Yes, let us all hail diversity and insist that it be applied across the board. Cannot California find a senior elected leader other than Dianne Feinstein, Barbara Boxer, and Nancy Pelosi? How diverse, given California’s trumpeted diversity, are three elderly multimillionaire women, with hyper-capitalist spouses, who live within commuting distance of each other in the Bay Area? Should the United States Postal service base correct its current labor profile by hiring in accordance with ethnic percentages within the population? Should Asians depart from UC Berkeley so more whites, blacks, and Latinos might enroll commensurately with their percentages in the population? Should the NFL have quotas for non-African-Americans, to give others a chance — to paraphrase Kanye West — to have insider contacts to land such lucrative athletic billets? How many Asians are on the L.A. Lakers versus the size of the Asian community in L.A. County? Have the military casualties of the last decade in Afghanistan and Iraq been computed to ensure that all groups suffered commensurately? Just when or when do we not insist on proportional representation based on ethnicity? Are the heads of Hollywood studios reflective of the rich diversity of California? And if we are going down the diversity and fairness routes, then surely Al Gore needs a sermon — after he unloaded a failed network to an anti-Semitic, carbon-burning medieval sheikdom, in failed efforts to beat the new capital gains tax that he so strenuously supported. How fair, how egalitarian, how diverse is all that? What is the ethnic profile of Sierra Club membership?

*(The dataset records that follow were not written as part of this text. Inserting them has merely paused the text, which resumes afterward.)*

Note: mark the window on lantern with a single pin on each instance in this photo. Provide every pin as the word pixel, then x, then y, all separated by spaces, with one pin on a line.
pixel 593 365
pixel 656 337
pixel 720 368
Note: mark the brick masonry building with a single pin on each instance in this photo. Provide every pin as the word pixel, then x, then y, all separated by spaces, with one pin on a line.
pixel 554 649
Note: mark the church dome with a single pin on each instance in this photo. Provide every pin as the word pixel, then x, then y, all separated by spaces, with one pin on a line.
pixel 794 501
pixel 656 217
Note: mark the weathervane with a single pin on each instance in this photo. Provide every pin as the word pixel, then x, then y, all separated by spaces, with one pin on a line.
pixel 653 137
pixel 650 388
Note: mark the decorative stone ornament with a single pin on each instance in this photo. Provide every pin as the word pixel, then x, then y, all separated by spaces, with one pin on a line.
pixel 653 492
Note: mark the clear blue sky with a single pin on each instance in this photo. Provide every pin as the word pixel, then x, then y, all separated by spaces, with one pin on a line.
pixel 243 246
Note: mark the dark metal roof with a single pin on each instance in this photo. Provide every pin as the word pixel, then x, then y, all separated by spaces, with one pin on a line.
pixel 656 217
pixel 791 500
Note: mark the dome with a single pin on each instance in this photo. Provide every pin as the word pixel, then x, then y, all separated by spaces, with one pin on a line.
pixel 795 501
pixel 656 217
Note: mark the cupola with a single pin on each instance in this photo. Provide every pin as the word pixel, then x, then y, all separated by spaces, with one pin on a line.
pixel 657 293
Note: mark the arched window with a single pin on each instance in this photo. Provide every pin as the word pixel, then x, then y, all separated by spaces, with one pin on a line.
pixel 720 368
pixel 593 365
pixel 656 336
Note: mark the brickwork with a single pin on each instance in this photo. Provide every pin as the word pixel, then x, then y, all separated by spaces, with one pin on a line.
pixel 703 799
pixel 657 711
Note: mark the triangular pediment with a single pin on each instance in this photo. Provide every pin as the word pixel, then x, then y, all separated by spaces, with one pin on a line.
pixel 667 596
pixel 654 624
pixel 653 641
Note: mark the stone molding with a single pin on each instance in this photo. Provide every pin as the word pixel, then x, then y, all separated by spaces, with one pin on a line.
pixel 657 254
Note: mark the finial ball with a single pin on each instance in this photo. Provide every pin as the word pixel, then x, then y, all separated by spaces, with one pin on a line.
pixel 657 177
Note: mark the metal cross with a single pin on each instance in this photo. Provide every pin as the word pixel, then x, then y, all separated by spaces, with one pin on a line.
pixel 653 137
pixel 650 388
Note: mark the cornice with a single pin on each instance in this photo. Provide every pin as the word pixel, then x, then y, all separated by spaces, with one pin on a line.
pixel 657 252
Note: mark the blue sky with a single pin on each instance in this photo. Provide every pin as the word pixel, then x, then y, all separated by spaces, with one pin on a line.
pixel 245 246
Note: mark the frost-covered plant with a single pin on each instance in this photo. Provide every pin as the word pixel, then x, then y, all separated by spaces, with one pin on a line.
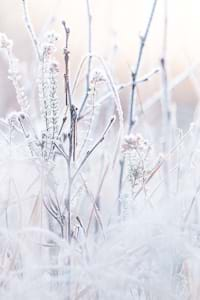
pixel 83 209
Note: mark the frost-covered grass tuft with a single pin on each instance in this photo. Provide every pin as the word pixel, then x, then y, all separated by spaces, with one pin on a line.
pixel 89 207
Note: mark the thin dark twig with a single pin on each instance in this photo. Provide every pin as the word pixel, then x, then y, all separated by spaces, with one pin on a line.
pixel 138 63
pixel 30 29
pixel 89 14
pixel 89 152
pixel 134 76
pixel 66 75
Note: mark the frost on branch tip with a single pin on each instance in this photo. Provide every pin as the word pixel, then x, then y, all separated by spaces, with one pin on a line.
pixel 14 74
pixel 5 42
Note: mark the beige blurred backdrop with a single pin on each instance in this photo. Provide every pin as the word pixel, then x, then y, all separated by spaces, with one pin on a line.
pixel 117 25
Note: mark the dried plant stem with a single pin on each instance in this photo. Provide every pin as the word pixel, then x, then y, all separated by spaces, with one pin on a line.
pixel 31 30
pixel 136 71
pixel 134 76
pixel 89 152
pixel 89 14
pixel 68 102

In 2014 Republicans are going to be kamikazeed by very wealthy, highly educated, and relentless operatives in the Boston-New York-Washington, D.C., nexus, with backup from the San Diego to San Francisco bookend coastal corridor. These critics mostly rest at the top of the capitalist heap, and will assail those who are not, on grounds that they are unfair to every hyphenated group in America.
To survive, Republicans must go on the offensive and point out that their accusers never live the lives they advocate for others. Liberal feminists seem to be John Edwards and Bill Clinton. Liberal men of the people are Al Gore, John Kerry, and Jon Corzine. Their populists who deplore outsourcing, offshore accounts, and non-unions are Apple and Facebook grandees who embrace all three. White privilege is not the fate of the West Virginian or West Texan working at Target, but the tiny, inbred old-boy and old-girl world of prep-school to Ivy League to the insider pull of Dad and Mom to land up with a phoned-in job in journalism, politics, finance, entertainment, the arts, and academia on the East and West coasts, followed by pro forma praise of diversity — for others. Open-borders zealots have their children behind the walls of private academies.
Surely there is a populist case to be made — or is the Republican establishment to manage a permanent, sober, and judicious out-party, as it is demagogued to death by the privileged?